Extending transformers: Paper
Methodology
The input text is first tokenised, and then the tokens are embedded into vector spaces. The vector space embeddings are passed through a series of layers of transformers, each of which performs dense self-attention followed by a feed-forward network, or FFN. As the language model is a decoder-only type, a causal attention mask is used, and token embeddings of the previous layer predict the next token.
Then, long documents are split into subsequences of 512 tokens, and each subsequence is used as an input for a training step. When normally, subsequences are shuffled together, in this case, long documents were fed into the transformer sequentially, as is done with the Transformer-XL.

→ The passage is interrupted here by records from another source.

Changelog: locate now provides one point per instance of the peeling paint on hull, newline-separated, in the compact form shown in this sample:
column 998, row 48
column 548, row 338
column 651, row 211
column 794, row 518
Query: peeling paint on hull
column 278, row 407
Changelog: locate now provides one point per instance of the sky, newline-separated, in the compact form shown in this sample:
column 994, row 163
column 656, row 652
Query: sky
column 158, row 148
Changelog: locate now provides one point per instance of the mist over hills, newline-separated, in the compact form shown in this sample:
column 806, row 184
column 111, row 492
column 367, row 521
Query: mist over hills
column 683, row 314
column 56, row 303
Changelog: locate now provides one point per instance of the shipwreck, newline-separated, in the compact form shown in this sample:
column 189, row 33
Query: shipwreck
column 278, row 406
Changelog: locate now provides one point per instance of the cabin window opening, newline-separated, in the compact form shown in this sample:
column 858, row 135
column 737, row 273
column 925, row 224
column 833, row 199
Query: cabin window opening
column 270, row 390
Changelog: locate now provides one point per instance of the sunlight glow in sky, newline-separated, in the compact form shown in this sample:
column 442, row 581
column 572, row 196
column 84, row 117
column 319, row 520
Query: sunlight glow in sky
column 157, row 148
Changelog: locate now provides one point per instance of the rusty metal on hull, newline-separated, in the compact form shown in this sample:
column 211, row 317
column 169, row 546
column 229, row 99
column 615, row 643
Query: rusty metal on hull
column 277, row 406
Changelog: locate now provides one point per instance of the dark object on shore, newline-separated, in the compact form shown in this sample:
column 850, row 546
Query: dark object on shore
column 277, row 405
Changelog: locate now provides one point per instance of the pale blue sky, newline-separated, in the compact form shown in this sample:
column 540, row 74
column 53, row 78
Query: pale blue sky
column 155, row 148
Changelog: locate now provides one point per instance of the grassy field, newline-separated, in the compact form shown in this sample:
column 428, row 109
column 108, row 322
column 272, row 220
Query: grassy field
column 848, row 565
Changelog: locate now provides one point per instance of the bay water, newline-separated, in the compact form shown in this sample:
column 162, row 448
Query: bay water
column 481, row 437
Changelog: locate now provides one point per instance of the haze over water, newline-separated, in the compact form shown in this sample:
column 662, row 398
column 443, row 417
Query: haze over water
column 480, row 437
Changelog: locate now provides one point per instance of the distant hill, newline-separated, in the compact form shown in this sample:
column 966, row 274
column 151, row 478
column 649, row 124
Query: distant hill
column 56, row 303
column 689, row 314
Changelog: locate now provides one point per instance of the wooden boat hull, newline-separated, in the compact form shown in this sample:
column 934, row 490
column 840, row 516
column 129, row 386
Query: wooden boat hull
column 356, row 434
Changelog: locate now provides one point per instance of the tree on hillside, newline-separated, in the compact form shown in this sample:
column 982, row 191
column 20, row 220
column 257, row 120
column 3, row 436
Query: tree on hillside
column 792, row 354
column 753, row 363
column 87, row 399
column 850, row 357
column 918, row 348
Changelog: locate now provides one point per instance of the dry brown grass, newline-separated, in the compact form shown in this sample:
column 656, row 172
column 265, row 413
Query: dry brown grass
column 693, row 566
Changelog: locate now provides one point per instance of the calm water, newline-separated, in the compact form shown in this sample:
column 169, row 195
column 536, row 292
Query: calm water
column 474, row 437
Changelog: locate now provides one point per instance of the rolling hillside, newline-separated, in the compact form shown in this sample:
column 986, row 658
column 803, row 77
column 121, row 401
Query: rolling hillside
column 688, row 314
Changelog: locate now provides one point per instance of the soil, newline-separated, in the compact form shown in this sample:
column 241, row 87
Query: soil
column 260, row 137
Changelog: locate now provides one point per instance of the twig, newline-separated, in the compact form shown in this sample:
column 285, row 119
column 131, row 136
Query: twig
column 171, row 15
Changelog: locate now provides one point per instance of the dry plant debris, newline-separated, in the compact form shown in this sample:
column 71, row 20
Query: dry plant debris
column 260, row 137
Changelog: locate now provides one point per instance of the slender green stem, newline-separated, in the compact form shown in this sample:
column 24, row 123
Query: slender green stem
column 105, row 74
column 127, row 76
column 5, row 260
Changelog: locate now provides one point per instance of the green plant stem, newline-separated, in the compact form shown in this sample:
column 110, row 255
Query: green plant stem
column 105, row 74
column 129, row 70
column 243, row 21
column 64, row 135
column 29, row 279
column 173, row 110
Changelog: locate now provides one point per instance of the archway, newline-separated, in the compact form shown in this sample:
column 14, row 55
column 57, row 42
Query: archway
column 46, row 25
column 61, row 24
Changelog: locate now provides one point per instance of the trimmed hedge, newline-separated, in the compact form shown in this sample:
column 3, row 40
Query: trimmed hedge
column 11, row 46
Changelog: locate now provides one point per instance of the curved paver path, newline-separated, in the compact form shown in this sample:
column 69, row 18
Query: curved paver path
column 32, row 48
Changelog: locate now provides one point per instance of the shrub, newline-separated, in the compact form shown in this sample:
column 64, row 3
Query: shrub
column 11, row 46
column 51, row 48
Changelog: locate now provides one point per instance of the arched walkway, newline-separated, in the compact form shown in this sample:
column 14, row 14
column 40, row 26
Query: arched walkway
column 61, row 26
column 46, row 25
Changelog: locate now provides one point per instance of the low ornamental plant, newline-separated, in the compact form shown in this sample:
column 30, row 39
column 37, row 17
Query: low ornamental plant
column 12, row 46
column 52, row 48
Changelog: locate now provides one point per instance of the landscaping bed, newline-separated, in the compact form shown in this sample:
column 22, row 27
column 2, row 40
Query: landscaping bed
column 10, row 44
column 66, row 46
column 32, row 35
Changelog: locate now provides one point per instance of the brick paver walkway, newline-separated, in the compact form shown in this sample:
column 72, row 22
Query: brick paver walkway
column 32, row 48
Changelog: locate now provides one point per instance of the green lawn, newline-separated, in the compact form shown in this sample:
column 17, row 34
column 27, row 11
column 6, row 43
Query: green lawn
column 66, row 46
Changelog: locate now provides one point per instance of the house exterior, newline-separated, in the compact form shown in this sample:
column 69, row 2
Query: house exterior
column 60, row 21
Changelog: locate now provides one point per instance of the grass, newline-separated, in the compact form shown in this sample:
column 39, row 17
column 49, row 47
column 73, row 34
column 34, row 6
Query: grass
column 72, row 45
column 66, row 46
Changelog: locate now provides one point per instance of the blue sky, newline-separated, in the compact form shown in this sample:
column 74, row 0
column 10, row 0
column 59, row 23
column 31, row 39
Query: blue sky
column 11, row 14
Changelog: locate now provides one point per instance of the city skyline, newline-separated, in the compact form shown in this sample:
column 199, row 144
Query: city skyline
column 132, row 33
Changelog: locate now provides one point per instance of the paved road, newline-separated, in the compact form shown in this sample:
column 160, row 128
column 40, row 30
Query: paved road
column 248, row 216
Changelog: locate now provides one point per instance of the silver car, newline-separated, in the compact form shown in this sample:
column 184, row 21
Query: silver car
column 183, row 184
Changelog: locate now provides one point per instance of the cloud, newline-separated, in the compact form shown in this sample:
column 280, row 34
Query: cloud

The kNN-augmented attention layer, which is near one of the transformer layers near the top of the stack, combines two types of attention: standard dense self-attention on the local context and an approximate k-nearest-neighbour search into the external memory. Using approximate kNN search instead of exact kNN search speeds the computational speed of the model considerably.
Datasets
Average perplexities of each model: Paper
The research used datasets including a corpus of papers from arXiv Math, open-source code files from GitHub, mathematical theories from Isabelle, a large collection of documents from C4 and English-language books from PG-19.
Findings
By presenting a simple extension to the transformer, known as kNN-augmented attention, the research found that it could increase the length of the context in a language model. The transformer demonstrated improved perplexity over the baseline for all architectures and data models. Aside from this, external memory is also beneficial even if the transformer is scaled from 200M to 8B parameters.
The study concludes that the transformer does not need to be pre-trained from scratch. Rather, memory can be added to an existing pre-trained model and fine-tuned to reap more. kNN retrieval is also able to scale up to much bigger memory sizes and can use their code repositories and huge knowledge bases.
Criticism
Context within datasets
As promising as this alternative sounds, author and data scientist Minhaaj Rehman sparked a discussion on LinkedIn revolving around how effective the method would be in reality. Rehman noted that it was the “nature of the language itself that was elusive, and not how inference servers process the data.” Another data scientist suggested that language models could be improved by the RETRO transformer, or Retrieval Enhanced Transformer, so that models can retrieve data from a 2 trillion token database. However, according to Rehman, this was a misdirection of the issue. Having faster inference did not compensate for the model’s inability to correctly understand contextual information.
According to a paper published in 2020 titled, ‘Context pre-modeling: an empirical analysis for classification based user-centric context-aware predictive modelling,’ even a slightly different context can lead to a hugely different outcome even with a simple dataset. The context of a dataset can influence it far more than the predictive power of a model. To create a model that is aware of context, context pre-modelling is key.